FERRAROTTI – Contrairement à Grillo, Berlusconi puise dans une Italie plus profonde et intercepte certaines tendances congénitales de la culture méditerranéenne : la ruse callida, l'individualisme amoral, l'inventivité qui trompe et s'empare du pouvoir réel, l'évasion fiscale, le charme du grand séducteur et du grand Casanova qui confine à prostitution mais aussi du grand corrupteur. Attention toutefois : il y a du charisme chez Berlusconi, le charisme de la richesse et un solide compte en banque qui séduit beaucoup d'Italiens.

PREMIER en ligne – Et que pensez-vous de Bersani ?
FERRAROTTI - Il me semble un honnête têtu avec des stries de fanatisme sectaire. A mes yeux, Bersani incarne de louables vertus provinciales typiques de sa patrie mais n'a pas le charisme d'un leader et, au final, ses vertus révèlent des limites intellectuelles insurmontables. Comme je l'ai déjà dit, s'il connaissait mieux la commedia dell'arte, il ne commettrait pas les erreurs tactiques qu'il commet avec Grillo : on n'a jamais vu un dirigeant qui nie d'emblée avoir un plan B, donnant à ses interlocuteurs une négociation incroyable avantage. L'auto-déchirement de la gauche et le retard des syndicats font le reste.
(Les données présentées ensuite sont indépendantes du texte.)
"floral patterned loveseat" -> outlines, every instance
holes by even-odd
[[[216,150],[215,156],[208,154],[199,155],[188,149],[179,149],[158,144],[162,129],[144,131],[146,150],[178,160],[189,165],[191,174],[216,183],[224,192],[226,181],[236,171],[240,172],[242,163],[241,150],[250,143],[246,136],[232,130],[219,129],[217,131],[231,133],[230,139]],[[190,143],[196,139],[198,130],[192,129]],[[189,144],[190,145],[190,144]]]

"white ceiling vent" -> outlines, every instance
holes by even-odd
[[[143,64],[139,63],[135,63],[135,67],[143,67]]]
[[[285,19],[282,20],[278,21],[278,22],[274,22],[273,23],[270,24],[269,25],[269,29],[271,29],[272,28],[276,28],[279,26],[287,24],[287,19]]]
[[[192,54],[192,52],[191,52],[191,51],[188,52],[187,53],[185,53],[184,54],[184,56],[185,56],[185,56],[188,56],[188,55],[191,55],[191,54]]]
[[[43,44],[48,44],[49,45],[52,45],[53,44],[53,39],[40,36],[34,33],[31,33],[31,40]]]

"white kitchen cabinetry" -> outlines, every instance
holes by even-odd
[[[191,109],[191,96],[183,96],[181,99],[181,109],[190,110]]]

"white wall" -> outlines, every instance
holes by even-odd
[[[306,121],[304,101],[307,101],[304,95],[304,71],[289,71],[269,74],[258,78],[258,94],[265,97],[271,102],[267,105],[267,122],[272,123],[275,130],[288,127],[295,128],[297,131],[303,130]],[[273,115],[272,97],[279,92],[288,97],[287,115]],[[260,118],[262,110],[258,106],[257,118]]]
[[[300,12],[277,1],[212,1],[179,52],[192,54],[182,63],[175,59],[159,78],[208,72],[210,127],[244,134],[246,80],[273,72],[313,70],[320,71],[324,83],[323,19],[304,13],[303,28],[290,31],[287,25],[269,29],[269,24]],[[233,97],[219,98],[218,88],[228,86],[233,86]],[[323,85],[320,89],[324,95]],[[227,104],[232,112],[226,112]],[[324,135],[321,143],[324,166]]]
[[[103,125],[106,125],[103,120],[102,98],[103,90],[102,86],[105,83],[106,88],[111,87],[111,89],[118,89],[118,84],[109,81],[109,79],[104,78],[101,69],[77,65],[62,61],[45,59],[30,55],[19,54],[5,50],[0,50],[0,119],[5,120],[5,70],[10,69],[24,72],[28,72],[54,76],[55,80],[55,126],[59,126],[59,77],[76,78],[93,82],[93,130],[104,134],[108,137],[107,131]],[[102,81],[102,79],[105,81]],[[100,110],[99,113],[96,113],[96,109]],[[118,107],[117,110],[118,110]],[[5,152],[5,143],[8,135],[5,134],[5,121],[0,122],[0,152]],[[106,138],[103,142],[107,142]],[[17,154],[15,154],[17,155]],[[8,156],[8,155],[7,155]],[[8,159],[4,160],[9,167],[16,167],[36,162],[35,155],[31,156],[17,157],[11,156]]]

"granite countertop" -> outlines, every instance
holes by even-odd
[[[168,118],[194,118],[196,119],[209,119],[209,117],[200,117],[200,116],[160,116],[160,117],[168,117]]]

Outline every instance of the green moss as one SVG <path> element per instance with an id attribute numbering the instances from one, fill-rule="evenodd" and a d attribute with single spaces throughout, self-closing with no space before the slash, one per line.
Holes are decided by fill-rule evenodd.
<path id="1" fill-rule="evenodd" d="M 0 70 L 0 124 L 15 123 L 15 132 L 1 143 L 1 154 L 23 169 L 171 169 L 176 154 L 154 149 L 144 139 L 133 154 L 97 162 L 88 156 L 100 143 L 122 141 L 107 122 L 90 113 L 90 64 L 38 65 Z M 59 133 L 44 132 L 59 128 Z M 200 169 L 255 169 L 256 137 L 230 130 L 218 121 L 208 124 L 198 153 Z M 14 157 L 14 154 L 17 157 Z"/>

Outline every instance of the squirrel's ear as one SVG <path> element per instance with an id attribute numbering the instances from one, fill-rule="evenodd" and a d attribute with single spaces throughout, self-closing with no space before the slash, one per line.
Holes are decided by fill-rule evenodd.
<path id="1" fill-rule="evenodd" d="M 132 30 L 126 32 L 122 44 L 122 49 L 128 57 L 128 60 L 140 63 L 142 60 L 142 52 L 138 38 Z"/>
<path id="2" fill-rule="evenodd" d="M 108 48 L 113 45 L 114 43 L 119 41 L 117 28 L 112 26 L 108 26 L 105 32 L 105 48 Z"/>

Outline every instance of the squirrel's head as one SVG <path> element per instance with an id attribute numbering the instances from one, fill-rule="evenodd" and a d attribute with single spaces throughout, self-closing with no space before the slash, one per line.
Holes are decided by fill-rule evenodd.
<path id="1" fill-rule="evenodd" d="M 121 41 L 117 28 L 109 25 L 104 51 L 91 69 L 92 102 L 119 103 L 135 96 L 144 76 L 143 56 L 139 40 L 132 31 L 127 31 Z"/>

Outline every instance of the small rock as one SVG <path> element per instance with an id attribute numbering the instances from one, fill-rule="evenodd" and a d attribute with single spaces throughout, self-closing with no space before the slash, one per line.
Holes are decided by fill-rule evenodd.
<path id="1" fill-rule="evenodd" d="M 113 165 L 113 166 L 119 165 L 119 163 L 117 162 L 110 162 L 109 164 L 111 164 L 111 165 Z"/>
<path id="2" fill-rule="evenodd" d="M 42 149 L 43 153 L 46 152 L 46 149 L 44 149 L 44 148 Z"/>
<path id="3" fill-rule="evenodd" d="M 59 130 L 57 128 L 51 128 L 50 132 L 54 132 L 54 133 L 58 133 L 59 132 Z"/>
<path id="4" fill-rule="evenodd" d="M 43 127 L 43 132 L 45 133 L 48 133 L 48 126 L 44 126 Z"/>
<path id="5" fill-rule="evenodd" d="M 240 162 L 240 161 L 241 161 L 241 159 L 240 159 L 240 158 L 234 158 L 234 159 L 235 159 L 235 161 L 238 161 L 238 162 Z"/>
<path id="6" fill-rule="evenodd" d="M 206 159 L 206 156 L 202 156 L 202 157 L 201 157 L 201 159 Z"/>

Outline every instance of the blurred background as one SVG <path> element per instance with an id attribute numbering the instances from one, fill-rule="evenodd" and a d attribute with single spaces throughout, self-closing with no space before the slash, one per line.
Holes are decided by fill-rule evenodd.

PREMIER en ligne  - Avez-vous imaginé le flop électoral de Monti ?
FERRAROTTI - Avec les pénibles mesures qu'il a été contraint de prendre pour sauver l'Italie de la faillite, c'est déjà beaucoup que Monti n'ait pas reçu la ciguë comme Socrate. Il a recueilli un peu moins de 3 millions de voix, ce qui n'est pas peu. Il a certes montré des limites politiques et a dû se battre dans un contexte défavorable mais c'est déjà un bon résultat de ne pas avoir disparu de la scène politique. D'autant que pendant la campagne électorale, il n'a pas promis Eden mais a dit la vérité, même malvenue. SuperMario Monti mérite une grande admiration et reste une réserve de la République que j'aimerais voir au Quirinal après le grand roi George Napolitano.

PREMIER en ligne – Professeur, comment, à votre avis, le match post-électoral va-t-il se terminer ?
FERRAROTTI – Aujourd'hui, personne ne peut le savoir, mais je pense qu'une longue période d'impasse et d'arrêt du mouvement politique italien nous attend. Il y a quelques jours, un jeune étudiant m'a rappelé le cas de la Belgique qui a vécu tranquillement sans gouvernement pendant un an ou deux. Mais nous ne sommes pas la Belgique car il y a la Maison princière qui assure la continuité alors qu'ici il y a un vide. Et si Napolitano n'avait pas été là, il y aurait eu le gouffre.